Current deteriorated patient outcome measures, death and unplanned ICU admission (UPICU), don’t consider patients who deteriorate and recover on the ward, nor correctly identify the time that significant deterioration occurs. This limits fair comparative evaluation of Early Warning Tool (EWT) performance and may degrade AI deterioration prediction algorithm accuracy. A Seriously Deteriorated Patient Indicator (SDPI) is required to overcome these limitations.

Materials and methods

Using a multi-hospital, retrospective dataset and supported by a clinician committee, we developed the SDPI by (i) identifying a well-embedded baseline EWT with superior identification of patients who would transfer to the ICU in the setting of severe illness, (ii) testing additions/variations in scoring elements to improve that tools accuracy, and (iii) selecting an SDPI threshold above which patients are labelled as seriously deteriorated.

Results

957,445 ward episodes were included (UPICU prevalence 0.4%). The superior baseline tool (AUPRC 0.0752), was successfully augmented by 13.1% (AUPRC 0.085) through 11 adjustments.
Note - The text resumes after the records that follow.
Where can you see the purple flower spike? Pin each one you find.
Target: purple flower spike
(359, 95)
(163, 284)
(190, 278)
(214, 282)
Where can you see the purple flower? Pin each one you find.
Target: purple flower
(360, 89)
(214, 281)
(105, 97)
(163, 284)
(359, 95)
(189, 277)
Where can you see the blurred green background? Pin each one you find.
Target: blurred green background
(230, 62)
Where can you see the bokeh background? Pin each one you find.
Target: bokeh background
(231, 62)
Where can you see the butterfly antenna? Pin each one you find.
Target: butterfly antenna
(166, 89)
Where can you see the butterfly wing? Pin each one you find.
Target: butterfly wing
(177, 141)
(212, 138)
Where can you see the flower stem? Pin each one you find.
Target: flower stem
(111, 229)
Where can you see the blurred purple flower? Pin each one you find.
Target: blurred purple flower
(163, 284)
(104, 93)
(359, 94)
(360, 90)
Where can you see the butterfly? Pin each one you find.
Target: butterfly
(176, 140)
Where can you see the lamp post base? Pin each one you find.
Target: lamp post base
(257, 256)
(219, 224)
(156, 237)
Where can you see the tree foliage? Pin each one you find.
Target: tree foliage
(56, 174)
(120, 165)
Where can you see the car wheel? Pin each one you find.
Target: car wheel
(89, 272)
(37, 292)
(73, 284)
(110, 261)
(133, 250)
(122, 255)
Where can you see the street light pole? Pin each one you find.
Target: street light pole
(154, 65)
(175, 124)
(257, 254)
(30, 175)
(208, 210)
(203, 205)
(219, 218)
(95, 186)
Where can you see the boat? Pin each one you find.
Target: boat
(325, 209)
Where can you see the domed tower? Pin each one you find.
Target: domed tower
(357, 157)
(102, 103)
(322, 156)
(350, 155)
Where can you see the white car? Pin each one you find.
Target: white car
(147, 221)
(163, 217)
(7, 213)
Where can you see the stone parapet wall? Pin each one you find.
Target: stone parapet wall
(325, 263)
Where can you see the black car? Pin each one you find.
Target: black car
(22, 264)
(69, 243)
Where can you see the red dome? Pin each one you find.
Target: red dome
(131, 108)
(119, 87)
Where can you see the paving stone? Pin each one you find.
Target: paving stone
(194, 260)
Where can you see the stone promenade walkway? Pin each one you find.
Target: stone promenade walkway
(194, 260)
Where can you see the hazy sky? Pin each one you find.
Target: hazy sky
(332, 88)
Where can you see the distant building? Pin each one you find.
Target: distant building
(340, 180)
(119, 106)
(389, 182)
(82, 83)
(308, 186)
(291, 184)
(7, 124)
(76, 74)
The final SDPI identified 12,323 seriously deteriorated patients (1.3% of the cohort), of which 8,701 (0.9% of cohort) recovered on the ward, identifying deteriorating patients 7.2 and 71 hours earlier than UPICU or death outcomes respectively.

Discussion

This physiologically derived, reproducible SDPI identifies deteriorated patients significantly earlier than UPICU or death and includes a significant cohort of seriously deteriorated patients who would have previously been mislabelled as ‘not deteriorated’.

Conclusion

We propose this novel SDPI as part of a composite outcome measure for fairer evaluation of EWT performance and better training of AI prediction models.